By way of another example, the Federal Court has made a number of orders in the decision of Eagle[2] to facilitate a voluntary administration in the current circumstances.

In this decision, the court made orders that allowed for electronic dissemination of notices, for meetings to be held electronically and short term relief from personal liability in respect of various lease obligations. Only time will tell whether this practice continues after the COVID-19 crisis. There would seem to be no sensible reason why legal practitioners should not request the court to permit a hearing on the papers where the criteria of section 20A of the Federal Court of Australia Act 1976 (Cth) applies. This approach is consistent with practitioners’ obligations under sections 37M and 37N of the Act, would reduce imposition on the court’s valuable time and of course avoid unnecessary expense.
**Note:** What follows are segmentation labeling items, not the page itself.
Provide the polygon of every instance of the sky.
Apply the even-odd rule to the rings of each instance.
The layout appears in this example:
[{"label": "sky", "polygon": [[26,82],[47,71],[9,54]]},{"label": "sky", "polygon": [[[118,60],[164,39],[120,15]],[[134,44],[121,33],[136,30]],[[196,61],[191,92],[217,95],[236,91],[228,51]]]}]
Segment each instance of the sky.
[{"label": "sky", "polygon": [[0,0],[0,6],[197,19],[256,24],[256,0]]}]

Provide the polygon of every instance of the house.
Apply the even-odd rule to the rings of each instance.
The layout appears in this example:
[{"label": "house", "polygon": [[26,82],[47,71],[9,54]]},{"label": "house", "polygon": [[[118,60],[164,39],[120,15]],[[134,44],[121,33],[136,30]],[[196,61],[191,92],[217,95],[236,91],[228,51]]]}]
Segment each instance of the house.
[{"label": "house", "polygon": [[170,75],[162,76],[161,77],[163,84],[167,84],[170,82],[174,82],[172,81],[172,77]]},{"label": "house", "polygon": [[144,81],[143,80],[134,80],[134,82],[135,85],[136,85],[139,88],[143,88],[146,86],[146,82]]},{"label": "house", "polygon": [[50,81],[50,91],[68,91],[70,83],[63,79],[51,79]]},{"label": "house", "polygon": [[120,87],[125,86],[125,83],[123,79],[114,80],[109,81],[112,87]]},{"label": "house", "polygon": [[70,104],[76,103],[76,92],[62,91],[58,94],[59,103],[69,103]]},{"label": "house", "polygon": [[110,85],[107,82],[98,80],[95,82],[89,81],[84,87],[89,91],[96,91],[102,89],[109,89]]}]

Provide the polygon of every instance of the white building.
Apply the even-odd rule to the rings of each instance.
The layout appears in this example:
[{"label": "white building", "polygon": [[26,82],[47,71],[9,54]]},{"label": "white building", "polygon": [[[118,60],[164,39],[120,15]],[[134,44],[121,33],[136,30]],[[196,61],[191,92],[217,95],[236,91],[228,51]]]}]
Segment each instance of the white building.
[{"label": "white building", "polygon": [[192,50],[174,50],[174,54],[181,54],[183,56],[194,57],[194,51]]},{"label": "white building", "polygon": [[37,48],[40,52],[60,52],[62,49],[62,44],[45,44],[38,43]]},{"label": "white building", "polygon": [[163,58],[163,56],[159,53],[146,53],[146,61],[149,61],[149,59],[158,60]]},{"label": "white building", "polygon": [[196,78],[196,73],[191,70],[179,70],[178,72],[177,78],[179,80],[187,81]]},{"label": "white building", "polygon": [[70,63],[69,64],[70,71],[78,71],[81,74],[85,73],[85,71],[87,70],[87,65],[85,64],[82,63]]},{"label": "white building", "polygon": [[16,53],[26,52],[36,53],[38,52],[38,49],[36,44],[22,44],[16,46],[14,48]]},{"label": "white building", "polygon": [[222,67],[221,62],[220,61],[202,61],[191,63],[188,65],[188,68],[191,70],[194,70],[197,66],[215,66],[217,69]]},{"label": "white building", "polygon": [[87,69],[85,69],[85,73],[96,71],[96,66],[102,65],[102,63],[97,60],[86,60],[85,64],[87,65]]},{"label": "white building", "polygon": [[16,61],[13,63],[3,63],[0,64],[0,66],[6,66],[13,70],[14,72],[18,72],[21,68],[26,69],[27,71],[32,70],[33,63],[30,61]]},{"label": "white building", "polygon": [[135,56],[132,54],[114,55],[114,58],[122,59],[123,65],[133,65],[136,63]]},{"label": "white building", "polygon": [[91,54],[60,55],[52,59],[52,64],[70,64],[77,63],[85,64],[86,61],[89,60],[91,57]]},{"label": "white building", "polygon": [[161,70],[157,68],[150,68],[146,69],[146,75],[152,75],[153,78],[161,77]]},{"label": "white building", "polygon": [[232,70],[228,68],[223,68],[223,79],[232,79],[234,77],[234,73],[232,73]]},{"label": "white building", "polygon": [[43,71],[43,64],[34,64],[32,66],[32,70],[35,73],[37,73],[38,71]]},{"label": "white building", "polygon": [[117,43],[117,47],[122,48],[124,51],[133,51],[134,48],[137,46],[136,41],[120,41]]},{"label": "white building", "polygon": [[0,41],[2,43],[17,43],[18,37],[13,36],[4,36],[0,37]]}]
After we emerge from the COVID-19 crisis, it is likely that there will be many companies that are wound up in insolvency. Although the measures implemented by the Federal Government [see our article COVID-19 update: Temporary relief for financially distressed businesses - changes to the Corporations Act 2001 (Cth)) are likely to reduce the number of insolvent trading claims, the ‘armoury’ of voidable transaction claims available to a liquidator remains. If the anticipated spike in insolvencies arrives, and the interest of litigation funders in Australia continues to grow, the post COVID-19 era would seem to be fertile ground for litigation. As a corollary, applications for approval to enter funding agreements will be more prevalent:

  • the ‘post-pandemic’ landscape will likely bring into calculation in assessing whether to commence a claim and seek litigation funding;
  • the likely delays in the court proceedings caused by a backlog of cases and so a corresponding delay in the finalisation of a liquidation; and
  • the ability to recover against a judgment debtor who might be adversely affected by the devastating economic impact of the pandemic.

[1] Goyal (liquidator), in the matter of OLI 1 (in liq) [2020] FCA 450.

[2] Eagle, in the matter of Techfront Australia Pty Limited (admin appt) [2020] FCA 542.